Matt on August 4th, 2008 at 10:40 pm | Link
Man I’m glad there’s a workaround for this (holding down the option key while iTunes starts). Every once in a while my network drive with my music disconnects and iTunes goes into exclamation point hell.
Joe on August 5th, 2008 at 1:54 pm | Link
SOLUTION
I struggled with this problem several times after moving my library (140GB) from an external to an internal and all that over the years.
A number of solutions have been proposed on various messages boards that you get when you google this problem - I have tried them all and none worked for my specific problem with the exclamation points.
I just completely fixed my problem - this might not work for everyone.
in Music/iTunes/ if you have been using iTunes for any length of time there will be a folder called Previous iTunes Libraries - DELETE this and restart iTunes - as long as you have (in iTunes prefs) the correct path listed for your actual iTunes music file library this should clear up the problem.
The problem (I think) is caused because of all the old backups of libraries when the files would all have been in different locations (on an external for example - or when you have more albums from the same artist or whatever)
hope this helps
Dave Steele on August 10th, 2008 at 10:09 am | Link
I’ve been struggling with this for months - I manage my music in seperate genre folders and drag/drop them into iTunes every once in a while after I’ve updated the tags - resulting in multiple duplicate records in iTunes..

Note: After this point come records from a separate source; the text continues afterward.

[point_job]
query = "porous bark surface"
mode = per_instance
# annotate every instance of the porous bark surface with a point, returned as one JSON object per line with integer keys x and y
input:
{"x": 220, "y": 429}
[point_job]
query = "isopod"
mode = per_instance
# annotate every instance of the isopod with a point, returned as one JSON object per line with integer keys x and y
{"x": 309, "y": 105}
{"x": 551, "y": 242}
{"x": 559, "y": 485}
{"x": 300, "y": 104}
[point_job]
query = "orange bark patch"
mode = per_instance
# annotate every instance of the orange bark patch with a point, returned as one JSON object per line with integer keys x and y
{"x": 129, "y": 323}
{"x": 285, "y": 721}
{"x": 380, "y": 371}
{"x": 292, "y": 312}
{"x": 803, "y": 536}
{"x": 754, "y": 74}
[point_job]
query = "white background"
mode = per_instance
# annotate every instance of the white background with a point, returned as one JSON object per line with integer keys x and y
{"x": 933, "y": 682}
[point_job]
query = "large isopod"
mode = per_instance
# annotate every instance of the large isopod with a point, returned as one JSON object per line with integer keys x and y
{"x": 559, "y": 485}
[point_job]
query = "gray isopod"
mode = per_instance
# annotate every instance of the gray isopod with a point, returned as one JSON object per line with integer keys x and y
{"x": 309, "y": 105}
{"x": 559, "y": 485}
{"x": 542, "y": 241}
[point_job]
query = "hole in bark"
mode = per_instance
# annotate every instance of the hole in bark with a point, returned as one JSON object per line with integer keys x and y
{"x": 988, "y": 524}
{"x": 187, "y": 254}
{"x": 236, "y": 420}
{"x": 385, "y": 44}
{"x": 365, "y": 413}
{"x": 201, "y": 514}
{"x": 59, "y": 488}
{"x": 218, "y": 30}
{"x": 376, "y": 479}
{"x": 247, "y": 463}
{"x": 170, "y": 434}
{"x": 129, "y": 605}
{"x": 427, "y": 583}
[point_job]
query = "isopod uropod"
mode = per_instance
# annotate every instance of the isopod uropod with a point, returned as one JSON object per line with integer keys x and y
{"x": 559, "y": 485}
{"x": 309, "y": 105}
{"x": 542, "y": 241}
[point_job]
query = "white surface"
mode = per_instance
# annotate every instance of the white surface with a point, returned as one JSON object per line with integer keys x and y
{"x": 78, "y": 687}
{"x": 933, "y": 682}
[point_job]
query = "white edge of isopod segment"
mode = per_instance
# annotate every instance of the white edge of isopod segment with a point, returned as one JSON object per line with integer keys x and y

The “creation Date” method seems to work best for me, having just deleted over 2,000 entries in mere moments. I still had a few duplictes to clean up by hand, so am looking for another method.
The BPM method could work, however, I’m in the process of populating that field. I’m looking at the other available fields.
Sure wish I could find a good dupe finder / comparison tool for MP3s. Godfather seems teh best so far.
Good luck, all!
Earl G on August 13th, 2008 at 6:29 pm | Link
Heres a solution that works through the ‘rating’ field. İf you rate your files (I don’t) you will have to improvise with other fields. 1- Go to library - Music 2 - Select all 3- Get info 4 - Rate 1 star ( At this point the files with the broken links will not we rated. 5 - Sort on ‘Rating’. The files with the ! are all together now. 6 - Delete all unrated files. As a caution select ‘keep files on disk’ if your not sure what you are deleting.
Kutlu Kanberoğlu on August 24th, 2008 at 9:23 am | Link
Thanks Tom L, well done. - BPM fix
SANDIP on August 25th, 2008 at 11:27 pm | Link
JIM IS A GOD! thank you. hold option(mac) shift(windows), point to your library file, voila.
timmy on September 1st, 2008 at 5:10 pm | Link
Problem #1
a friend recently gave me an external hard drive of over 6,000 songs. Not knowing that itunes automatically downloads them, I copied them all to my itunes folder - now having at least 2 of each. ALL have !!!! So, I can’t listen to them unless I have the drive connected.
Problem #2
My previous library has somehow been converted to a Safari file. I can’t access any of that music at all.
I’m using Windows XP.
Would be BEYOND relieved if someone can help! Thanks!